Investigating scaling relations in X-ray reverberating AGN using symbolic regression

Symbolic regression (SR) is a regression analysis based on genetic algorithms to search for mathematical expressions that best fit a given data set, by allowing the expressions themselves to mutate. We use the SR to analyse the parameter relations of the X-ray reverberating active galactic nuclei where the soft Fe-L lags were observed by the X-ray Multi-Mirror Mission (XMM-Newton). First, we revisit the lag-mass scaling relations by using the SR to derive all possible mathematical expressions and test them in terms of accuracy, simplicity, and robustness. We find that the correlation between the lags, tau, and the black hole mass, M-BH, is certain, but the relation should be written in the form of log(tau) = alpha + beta(log(M-BH/M-circle dot))(gamma), where 1 less than or similar to gamma less than or similar to 2. Moreover, incorporating more parameters such as the reflection fraction (RF) and the Eddington ratio (lambda(Edd)) to the lag-mass scaling relation is made possible by the SR. It reveals that alpha, rather than being a constant, can be -2.15 + 0.02RF or 0.03(RF + lambda(Edd)), with the fine-tuned different beta and gamma.
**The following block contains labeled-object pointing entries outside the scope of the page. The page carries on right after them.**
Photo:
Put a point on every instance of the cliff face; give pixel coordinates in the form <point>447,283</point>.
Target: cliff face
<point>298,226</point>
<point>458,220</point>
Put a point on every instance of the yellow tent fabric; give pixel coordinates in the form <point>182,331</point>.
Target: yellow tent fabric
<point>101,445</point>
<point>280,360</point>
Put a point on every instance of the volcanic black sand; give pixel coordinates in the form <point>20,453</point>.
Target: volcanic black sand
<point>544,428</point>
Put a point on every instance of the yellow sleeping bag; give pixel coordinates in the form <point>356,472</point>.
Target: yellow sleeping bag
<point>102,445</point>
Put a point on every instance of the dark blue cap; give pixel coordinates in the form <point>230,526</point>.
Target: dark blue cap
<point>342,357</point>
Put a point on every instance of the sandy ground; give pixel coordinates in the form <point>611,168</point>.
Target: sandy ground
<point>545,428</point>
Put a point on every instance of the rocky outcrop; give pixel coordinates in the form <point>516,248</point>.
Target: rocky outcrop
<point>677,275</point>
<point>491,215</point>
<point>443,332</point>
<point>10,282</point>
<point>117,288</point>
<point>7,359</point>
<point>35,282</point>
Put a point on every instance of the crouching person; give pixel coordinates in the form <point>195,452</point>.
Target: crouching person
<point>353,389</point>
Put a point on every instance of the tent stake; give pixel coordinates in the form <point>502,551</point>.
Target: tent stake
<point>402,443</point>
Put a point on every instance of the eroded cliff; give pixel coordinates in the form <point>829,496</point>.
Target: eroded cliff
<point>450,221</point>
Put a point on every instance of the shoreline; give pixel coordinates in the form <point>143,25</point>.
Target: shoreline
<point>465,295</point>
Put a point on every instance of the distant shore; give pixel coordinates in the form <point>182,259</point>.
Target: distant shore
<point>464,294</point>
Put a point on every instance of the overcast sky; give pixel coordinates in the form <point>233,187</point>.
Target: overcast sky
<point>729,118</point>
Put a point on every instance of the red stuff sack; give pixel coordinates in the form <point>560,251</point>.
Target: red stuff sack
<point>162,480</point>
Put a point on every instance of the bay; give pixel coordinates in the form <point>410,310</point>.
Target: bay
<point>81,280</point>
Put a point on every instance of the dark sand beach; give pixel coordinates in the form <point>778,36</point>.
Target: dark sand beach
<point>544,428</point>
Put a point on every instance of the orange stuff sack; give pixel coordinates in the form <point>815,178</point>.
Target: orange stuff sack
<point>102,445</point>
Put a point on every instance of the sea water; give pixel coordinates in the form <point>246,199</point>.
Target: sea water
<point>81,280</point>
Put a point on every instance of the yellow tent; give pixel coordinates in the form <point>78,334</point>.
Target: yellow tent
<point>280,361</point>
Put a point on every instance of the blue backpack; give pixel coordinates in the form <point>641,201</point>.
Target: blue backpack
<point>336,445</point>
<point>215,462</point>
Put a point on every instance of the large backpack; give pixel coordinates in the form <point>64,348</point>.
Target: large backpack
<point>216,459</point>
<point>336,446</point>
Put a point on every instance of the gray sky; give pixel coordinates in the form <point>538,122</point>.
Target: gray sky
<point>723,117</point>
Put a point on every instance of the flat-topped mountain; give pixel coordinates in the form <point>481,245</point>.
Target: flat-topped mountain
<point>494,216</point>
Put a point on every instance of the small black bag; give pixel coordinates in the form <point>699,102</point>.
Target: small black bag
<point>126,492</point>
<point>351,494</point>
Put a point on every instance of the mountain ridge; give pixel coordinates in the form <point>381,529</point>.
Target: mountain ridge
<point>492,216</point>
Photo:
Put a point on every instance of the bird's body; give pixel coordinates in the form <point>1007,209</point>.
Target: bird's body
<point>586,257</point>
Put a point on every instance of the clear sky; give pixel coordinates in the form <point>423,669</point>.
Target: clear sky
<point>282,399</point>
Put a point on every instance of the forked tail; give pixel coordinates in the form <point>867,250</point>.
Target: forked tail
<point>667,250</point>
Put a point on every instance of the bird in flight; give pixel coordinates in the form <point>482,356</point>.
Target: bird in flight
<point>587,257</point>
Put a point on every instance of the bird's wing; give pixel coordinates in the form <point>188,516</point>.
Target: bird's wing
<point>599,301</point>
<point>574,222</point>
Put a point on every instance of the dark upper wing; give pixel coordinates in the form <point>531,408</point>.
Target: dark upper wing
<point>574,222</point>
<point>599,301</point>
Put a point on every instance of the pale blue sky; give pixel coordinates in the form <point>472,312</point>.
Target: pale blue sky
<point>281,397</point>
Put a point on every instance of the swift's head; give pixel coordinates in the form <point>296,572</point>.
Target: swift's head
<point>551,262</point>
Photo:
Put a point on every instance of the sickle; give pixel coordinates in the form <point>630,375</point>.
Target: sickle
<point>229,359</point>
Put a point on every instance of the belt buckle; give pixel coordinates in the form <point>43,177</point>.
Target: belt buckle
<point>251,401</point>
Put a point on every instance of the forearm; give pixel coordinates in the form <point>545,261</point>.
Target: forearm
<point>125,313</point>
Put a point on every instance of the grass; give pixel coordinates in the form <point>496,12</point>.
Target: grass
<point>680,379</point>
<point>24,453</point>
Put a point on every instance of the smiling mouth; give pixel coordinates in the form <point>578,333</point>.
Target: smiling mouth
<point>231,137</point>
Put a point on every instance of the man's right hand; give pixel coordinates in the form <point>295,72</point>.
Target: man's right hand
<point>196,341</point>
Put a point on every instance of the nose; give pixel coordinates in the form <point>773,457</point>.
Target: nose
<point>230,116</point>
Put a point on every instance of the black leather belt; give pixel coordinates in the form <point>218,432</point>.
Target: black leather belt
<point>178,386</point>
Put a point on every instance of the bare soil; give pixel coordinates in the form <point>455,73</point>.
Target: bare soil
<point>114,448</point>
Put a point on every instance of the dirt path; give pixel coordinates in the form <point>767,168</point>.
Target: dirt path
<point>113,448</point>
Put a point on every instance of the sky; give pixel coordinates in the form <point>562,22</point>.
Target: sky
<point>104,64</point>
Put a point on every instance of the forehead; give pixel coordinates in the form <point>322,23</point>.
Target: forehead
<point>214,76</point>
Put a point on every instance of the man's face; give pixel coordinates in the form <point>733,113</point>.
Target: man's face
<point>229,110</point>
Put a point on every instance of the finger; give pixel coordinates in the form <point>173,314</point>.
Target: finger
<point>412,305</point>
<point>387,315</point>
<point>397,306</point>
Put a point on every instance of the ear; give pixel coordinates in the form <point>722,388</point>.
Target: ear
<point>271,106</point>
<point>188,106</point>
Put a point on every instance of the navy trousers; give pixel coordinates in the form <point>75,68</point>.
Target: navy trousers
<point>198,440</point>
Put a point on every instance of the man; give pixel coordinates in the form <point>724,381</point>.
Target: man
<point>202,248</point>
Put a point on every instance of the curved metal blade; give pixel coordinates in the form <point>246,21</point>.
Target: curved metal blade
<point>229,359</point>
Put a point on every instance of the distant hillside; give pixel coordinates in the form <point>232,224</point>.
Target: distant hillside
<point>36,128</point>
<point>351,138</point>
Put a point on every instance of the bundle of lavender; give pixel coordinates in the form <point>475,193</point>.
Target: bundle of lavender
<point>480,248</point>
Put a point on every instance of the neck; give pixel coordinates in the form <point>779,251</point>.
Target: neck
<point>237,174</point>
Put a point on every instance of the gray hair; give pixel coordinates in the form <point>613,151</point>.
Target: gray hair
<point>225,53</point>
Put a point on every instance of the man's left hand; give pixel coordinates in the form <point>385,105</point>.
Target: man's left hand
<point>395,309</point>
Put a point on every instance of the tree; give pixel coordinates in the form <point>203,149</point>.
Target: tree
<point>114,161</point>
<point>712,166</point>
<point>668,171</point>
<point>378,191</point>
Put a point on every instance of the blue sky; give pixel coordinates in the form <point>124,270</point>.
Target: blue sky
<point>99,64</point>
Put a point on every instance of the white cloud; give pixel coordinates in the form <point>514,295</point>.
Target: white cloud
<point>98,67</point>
These further support the relativistic disc-reflection framework in which such functional dependences can be straightforwardly explained. Furthermore, we derive their host-galaxy mass, M-*, by fitting the spectral energy distribution. We find that the SR model supports a non-linear M-BH-M-* relationship, while log(M-BH/M-*) varies between -5.4 and -1.5, with an average value of similar to-3.7. No significant correlation between M-* and lambda(Edd) is confirmed in these samples.